Wetting behavior of underwater oil droplets on soft substrate
Superoleophobic surfaces are characterized by their ability to repel oils, where oil droplets with low surface tension form contact angles greater than 150°. This feature causes the oil droplets to roll off the surface easily, which makes these surfaces especially useful in applications like self-cleaning materials, drag reduction in fluid systems, and preventing biological fouling.
The fabrication of oil-repellent surfaces in air is more challenging than creating superhydrophobic surfaces that repel water, primarily because oils generally have much lower surface tension than water. Despite this, recent findings have provided a new perspective. It has been observed that surfaces displaying superhydrophilic in air can become superoleophobic when submerged in water. This interesting phenomenon can be explained by the underwater Cassie–Baxter state. In this state, water occupies the microstructures on the surface, forming a trapped layer that serves as an effective barrier against oil. Thus, when oil droplets are submerged, they only touch the very tops of these microstructures, resulting in extremely high contact angles and remarkable oil repellency.
Building on these insights, there has been growing interest in surfaces functionalized with hydrophilic polymer brushes. When these brushes are immersed in water, they become highly hydrated, creating a dense hydration layer that acts as a barrier to oil adhesion. This hydration layer minimizes the contact between the oil droplets and the surface, effectively repelling oil and preventing it from spreading.

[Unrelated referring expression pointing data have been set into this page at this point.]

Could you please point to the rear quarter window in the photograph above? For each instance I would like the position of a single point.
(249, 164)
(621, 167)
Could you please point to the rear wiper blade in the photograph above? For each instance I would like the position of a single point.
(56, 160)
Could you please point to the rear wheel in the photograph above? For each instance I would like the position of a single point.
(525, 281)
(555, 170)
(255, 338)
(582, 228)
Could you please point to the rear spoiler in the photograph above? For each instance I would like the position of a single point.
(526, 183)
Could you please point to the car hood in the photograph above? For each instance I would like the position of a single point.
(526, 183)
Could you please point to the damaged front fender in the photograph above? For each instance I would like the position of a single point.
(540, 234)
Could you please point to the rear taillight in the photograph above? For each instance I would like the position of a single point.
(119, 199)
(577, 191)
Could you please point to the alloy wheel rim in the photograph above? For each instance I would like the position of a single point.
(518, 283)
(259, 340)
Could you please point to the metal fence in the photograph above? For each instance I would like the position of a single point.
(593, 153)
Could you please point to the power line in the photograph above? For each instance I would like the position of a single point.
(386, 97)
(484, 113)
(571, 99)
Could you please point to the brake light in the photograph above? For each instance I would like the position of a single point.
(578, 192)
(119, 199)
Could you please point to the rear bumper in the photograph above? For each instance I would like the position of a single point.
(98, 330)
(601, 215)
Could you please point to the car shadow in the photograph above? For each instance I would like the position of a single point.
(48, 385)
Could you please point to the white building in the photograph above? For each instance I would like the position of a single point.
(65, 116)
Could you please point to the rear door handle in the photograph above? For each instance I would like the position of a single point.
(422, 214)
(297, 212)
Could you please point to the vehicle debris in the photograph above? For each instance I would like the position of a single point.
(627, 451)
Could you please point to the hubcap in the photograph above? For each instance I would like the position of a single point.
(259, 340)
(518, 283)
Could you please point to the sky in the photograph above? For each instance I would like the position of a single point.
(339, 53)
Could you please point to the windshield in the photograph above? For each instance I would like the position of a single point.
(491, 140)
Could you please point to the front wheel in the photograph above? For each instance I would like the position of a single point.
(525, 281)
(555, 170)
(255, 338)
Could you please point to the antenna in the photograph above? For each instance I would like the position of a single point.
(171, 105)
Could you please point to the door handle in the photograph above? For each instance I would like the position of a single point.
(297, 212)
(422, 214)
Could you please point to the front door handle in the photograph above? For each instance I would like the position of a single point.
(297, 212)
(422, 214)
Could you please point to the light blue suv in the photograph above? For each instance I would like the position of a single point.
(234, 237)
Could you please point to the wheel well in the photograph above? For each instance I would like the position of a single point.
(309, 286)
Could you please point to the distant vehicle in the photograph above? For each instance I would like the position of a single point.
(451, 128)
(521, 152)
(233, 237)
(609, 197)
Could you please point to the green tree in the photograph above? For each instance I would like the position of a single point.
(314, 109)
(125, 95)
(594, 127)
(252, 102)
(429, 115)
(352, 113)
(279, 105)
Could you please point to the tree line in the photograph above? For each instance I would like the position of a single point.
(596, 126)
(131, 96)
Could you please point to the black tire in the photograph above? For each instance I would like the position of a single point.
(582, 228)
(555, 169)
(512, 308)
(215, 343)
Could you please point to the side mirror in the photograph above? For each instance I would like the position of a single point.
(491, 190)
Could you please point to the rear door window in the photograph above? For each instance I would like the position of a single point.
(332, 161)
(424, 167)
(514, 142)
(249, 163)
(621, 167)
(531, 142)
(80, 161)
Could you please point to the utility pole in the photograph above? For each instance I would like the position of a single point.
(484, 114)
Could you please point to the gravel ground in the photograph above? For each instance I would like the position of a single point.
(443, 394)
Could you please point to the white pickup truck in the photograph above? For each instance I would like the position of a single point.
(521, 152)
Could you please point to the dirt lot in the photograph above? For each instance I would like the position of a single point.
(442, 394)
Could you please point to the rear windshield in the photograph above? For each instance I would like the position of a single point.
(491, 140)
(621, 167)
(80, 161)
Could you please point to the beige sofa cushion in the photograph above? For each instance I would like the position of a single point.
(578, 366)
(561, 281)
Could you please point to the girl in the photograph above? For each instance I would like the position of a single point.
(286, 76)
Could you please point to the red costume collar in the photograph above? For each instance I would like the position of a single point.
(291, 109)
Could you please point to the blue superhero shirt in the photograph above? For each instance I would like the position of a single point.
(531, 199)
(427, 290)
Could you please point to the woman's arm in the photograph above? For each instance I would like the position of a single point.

In our research, we explore the interactions of oil droplets with surfaces grafted with hydrophilic polymer brushes underwater. We utilize a computational method known as Many-Body Dissipative Particle Dynamics (MDPD) to conduct our study. Through this study, we aim to unravel how the unique properties of the polymer brush layer, such as grafting density, chain length, and stiffness, influence its oil-repelling performance in water.
In this project, we use the Many-Body Dissipative Particle Dynamics (MDPD) simulation method, a powerful technique for studying droplet wetting behavior. As an intern, you will have the opportunity to:
- Learn and apply the MDPD simulation method to examine how droplet size affects the wetting behavior of underwater oil droplets.
- Develop and utilize custom code (e.g., in C++) to analyze simulation trajectories.
Additionally, we are developing a multi-GPU DPD simulation program. If you are interested in high-performance computing, you will have the chance to learn GPU programming and how to leverage GPUs to enhance simulation performance.